Ça fait très longtemps qu'un club canadien n'a pas fait la bise au célèbre trophée de Lord Stanley, mais Alexandre Burrows se souvient très bien de la dernière fois.

Richard Labbé LA PRESSE

«J'étais un petit garçon, et je me rappelle de l'aventure du Canadien en séries, et surtout de la finale contre les Kings de Los Angeles, a-t-il raconté lundi matin au TD Garden. Ce sont de bons souvenirs.»

C'est maintenant au tour des Canucks d'essayer de créer leurs propres bons souvenirs. Une autre victoire, ce soir à Boston, et les joueurs de Vancouver vont s'offrir la Coupe Stanley, une première dans l'histoire de ce club actif depuis 1970.

Ce serait aussi une première coupe pour un club canadien en 18 ans, la dernière ayant été remportée par le Canadien de 1993.

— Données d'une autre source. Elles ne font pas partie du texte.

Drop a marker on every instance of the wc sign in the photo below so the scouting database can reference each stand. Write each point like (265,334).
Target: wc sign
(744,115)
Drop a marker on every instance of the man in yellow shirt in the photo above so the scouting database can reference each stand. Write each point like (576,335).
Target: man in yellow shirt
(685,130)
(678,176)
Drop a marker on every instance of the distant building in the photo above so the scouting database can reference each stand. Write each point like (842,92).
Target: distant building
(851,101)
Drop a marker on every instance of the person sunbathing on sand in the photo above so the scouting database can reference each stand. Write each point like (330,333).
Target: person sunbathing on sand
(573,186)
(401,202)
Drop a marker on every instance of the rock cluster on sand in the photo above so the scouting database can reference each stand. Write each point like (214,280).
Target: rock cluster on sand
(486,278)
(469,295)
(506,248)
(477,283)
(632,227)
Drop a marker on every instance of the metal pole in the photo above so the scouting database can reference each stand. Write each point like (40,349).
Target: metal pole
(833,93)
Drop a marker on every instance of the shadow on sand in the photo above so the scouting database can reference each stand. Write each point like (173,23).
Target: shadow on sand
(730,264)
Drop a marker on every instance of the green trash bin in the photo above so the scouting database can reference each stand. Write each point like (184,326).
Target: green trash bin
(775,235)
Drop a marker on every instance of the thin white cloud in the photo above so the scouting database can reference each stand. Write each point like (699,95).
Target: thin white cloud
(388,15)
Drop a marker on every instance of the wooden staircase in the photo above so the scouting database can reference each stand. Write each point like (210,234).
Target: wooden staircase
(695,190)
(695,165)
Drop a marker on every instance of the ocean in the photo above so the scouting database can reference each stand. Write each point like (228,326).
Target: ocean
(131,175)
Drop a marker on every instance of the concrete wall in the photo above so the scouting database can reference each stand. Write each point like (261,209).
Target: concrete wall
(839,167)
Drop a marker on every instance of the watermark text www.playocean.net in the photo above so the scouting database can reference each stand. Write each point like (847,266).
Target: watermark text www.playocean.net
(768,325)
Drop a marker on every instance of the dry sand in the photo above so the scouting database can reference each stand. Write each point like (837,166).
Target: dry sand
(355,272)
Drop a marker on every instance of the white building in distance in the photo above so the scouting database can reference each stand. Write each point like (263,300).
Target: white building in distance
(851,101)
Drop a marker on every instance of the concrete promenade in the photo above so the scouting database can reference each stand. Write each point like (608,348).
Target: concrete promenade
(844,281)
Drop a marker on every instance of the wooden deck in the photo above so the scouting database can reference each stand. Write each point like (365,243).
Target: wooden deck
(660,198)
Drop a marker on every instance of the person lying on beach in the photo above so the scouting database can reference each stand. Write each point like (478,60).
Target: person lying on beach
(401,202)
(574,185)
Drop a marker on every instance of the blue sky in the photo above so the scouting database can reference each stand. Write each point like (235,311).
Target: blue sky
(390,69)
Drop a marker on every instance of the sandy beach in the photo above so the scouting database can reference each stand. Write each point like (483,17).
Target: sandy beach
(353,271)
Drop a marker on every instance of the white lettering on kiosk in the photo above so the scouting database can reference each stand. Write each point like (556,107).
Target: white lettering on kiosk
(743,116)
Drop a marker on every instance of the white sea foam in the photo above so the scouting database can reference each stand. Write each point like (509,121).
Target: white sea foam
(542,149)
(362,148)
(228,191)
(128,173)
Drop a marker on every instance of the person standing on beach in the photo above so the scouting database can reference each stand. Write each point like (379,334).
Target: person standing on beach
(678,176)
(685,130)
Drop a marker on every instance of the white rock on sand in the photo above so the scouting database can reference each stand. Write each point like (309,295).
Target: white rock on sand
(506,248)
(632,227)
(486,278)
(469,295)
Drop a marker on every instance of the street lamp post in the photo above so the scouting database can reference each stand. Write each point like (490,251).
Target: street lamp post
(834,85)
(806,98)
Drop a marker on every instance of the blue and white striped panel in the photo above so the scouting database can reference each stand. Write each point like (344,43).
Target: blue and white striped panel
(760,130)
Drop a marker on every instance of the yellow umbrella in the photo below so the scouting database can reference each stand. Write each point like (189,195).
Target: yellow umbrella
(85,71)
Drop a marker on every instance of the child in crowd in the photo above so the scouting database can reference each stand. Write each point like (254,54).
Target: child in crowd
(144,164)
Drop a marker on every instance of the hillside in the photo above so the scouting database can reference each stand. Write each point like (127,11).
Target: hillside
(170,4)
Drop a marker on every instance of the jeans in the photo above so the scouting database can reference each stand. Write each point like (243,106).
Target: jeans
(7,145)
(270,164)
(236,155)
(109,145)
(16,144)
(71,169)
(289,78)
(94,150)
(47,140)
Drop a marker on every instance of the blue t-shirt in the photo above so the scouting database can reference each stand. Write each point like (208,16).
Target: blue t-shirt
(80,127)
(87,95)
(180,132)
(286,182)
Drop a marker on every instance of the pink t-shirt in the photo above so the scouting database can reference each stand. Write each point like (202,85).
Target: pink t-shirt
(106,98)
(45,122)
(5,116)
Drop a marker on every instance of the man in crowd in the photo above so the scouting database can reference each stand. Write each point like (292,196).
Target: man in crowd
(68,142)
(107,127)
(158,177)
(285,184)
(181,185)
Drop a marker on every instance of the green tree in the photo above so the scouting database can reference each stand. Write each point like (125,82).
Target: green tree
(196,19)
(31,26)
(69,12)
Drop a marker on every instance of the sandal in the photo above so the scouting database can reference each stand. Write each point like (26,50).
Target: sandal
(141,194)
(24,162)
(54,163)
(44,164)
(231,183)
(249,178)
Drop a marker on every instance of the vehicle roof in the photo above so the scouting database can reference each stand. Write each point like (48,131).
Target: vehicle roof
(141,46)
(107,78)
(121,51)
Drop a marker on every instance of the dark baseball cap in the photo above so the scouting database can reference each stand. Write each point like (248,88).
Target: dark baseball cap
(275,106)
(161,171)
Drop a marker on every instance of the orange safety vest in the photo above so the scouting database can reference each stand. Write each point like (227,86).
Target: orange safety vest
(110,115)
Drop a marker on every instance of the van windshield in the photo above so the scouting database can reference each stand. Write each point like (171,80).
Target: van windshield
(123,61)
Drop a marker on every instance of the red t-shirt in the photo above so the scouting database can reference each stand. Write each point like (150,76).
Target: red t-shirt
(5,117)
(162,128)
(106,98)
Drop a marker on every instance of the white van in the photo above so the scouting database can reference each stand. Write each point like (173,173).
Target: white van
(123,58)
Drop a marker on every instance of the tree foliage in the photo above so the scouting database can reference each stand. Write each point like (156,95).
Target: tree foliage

Alain Vigneault sait très bien que tout cela n'est pas banal.

«Comme tout le monde, j'ai suivi ça de près en 1993, se souvient-il. Je crois que j'étais avec les Sénateurs à ce moment-là... C'est sûr que ce serait plaisant de ramener la Coupe Stanley au Canada. Ce serait aussi la première conquête du club. On y pense un peu, mais en même temps, on a un travail à faire.»

Ce travail à faire, c'est bien sûr d'achever les Bruins... mais aussi d'offrir une meilleure performance sur la glace du TD Garden.

Les Canucks, rappelons-le, ont été lessivés ici lors des matchs trois et quatre (marque combinée: Bruins 12, Canucks 1), et ils devront faire beaucoup mieux pour éviter la présentation d'un septième match à Vancouver.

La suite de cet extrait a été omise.